Analysis of laminin β chain composition in glomeruli. (A,B) In Lamb2+/−; NEPH-B2 mice, the GBM contains rat laminin β2 (A), and laminin β1 is restricted to the mesangial matrix (B). (C,D) In Lamb2−/− mice, no β2 is present in the GBM (C), and β1 substitutes for it in the GBM (arrows in D). (E,F) In Lamb2−/−; NEPH-B2 mice, rat β2 is deposited into the GBM (E), and β1 is restricted to the mesangial matrix (F) as in controls.
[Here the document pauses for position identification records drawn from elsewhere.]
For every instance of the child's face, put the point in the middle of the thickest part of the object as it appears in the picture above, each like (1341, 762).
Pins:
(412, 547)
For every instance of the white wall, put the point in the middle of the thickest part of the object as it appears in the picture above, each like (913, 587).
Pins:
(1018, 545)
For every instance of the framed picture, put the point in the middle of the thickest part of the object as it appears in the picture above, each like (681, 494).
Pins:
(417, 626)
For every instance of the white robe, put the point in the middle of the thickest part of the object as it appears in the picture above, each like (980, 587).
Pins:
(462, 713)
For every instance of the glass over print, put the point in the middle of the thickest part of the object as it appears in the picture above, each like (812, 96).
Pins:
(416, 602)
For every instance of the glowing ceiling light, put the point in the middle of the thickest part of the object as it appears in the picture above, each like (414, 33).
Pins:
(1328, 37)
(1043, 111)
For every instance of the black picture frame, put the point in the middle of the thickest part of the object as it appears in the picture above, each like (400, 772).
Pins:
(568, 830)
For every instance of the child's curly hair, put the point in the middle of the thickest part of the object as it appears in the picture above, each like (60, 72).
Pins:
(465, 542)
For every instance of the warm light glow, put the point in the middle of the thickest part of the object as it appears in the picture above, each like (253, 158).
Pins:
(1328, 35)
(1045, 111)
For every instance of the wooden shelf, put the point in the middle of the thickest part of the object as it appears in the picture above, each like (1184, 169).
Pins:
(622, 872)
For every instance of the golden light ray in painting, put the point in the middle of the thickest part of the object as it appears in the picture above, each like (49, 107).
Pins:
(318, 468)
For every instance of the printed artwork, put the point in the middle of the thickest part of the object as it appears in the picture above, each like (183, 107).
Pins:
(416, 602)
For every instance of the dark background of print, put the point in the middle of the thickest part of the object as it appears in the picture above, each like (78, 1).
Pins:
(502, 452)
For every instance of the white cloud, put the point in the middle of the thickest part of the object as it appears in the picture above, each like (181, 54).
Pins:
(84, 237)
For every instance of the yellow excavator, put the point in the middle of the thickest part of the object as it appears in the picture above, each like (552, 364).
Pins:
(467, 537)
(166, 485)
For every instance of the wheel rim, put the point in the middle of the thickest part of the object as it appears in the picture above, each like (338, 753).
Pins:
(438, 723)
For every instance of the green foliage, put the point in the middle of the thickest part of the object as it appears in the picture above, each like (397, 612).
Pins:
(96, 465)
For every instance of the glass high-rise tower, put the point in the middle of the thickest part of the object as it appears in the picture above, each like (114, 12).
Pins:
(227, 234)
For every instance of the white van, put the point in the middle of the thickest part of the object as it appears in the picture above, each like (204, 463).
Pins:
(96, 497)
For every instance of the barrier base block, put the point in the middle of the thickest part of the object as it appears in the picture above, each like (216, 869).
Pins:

Scale bar in F, 25 μm for A-F.

Fig. 9

Histological analysis of skeletal muscle and kidney from aged control (A,C,E) and Lamb2−/−; MCK-B2; NEPH-B2 (B,D,F) mice. Paraffin sections were stained with PAS. No obvious pathology was observed in either skeletal muscle (A,B) or kidney (C,D; glomeruli at high power in E,F) from control or transgene-rescued mutant mice. Scale bar in B, 500 μm; in D, 200 μm; in F, 50 μm.